A more perfect union
With the Games in the United States, having every state represented by at least one athlete would have been ideal. It nearly worked out that way, with 47 states and the District of Columbia boasting athletes, and only Wyoming and North and South Dakota shut out. As usual, California leads the way with 161 athletes, with New York (36) a distant second.

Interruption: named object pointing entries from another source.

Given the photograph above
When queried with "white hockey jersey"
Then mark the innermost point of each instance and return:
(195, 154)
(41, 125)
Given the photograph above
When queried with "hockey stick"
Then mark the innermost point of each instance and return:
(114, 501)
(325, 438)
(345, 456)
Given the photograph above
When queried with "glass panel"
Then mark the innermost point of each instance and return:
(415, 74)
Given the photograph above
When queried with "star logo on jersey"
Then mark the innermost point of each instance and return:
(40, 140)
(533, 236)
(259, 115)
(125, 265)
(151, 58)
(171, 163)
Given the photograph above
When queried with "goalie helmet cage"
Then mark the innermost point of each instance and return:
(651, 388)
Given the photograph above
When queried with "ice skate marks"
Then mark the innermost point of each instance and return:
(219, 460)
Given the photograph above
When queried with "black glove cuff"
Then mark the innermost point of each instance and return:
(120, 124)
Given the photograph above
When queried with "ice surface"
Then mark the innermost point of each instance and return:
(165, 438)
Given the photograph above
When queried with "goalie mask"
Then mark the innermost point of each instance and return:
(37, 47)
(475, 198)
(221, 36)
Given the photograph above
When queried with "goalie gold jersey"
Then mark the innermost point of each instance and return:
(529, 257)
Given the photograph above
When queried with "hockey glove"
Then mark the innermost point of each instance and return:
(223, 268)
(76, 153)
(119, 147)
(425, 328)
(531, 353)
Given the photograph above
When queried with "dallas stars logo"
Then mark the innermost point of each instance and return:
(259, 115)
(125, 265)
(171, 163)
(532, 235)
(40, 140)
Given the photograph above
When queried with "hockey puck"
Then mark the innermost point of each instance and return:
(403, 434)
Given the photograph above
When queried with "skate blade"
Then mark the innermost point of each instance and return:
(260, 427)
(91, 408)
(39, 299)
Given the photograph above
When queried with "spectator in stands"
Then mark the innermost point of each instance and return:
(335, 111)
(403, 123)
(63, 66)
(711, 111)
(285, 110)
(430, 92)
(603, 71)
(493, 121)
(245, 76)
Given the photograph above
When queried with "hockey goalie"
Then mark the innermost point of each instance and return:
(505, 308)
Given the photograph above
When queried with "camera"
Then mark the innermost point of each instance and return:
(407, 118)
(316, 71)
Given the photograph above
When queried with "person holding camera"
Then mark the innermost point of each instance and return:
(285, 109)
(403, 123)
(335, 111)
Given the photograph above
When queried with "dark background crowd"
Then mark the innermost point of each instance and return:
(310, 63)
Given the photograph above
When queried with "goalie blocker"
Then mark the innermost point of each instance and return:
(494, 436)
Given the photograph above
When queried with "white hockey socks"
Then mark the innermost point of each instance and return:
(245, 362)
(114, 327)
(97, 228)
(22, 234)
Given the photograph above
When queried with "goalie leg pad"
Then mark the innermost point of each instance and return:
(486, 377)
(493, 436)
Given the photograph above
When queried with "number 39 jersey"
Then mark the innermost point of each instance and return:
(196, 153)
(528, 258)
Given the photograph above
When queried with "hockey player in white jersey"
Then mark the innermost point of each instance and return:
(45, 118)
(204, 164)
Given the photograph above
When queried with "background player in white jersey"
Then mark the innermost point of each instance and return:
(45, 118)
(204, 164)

Female participation continues to increase at the Olympic Games. To achieve total parity, however, competition formats will have to be enlarged in a number of sports to achieve a balance. What often escapes notice, though, is that women have several sports to themselves (softball, rhythmic gymnastics, and synchronized swimming) and another, badminton, in which they outnumber men. The Olympic teams of two countries are made up exclusively of women this time (Lichtenstein, with two athletes, and Lebanon with one), and each of the teams from Canada and Denmark have more women than men.
Goal: Score world peace
If the Yugoslavian and Croatian water polo teams meet, two players will have to put aside old loyalties. Perica Bukic and Igor Milanovic were teammates on the Yugoslavian team that won the gold in 1984 and 1988. This time Bukic plays for Croatia and Milanovic captains the Yugoslavian team. The war in the Balkans prevented either team from competing in 1992. The two squads have since met, without incident, in a pre-Olympic tournament in May, won by Yugoslavia, 8-7.
Tug of war to volleyball
Just how different were the first American Olympics, in St. Louis in 1904, from Atlanta's Centennial Games? Vastly different. For one, the 1904 Olympian Games, as they were called, were only part of a larger event, the World's Fair. Atlanta's Games are geographically concentrated, with 16 sports contested within the 1.5-mile radius known as the Olympic Ring, but in St. Louis all events, except swimming, were at Francis Field on the campus of Washington University. Ninety-two years ago, tug of war and pole-climbing were events. This year, beach volleyball and mountain biking provide a change of pace.
The fathers of two American tennis players were Olympians before their children were, but not in the same sport. Andre Agassi's dad, Mike, was an Iranian boxer in 1948 and 1952. Lindsey Davenport's father, Wink, was a US volleyball player in 1968.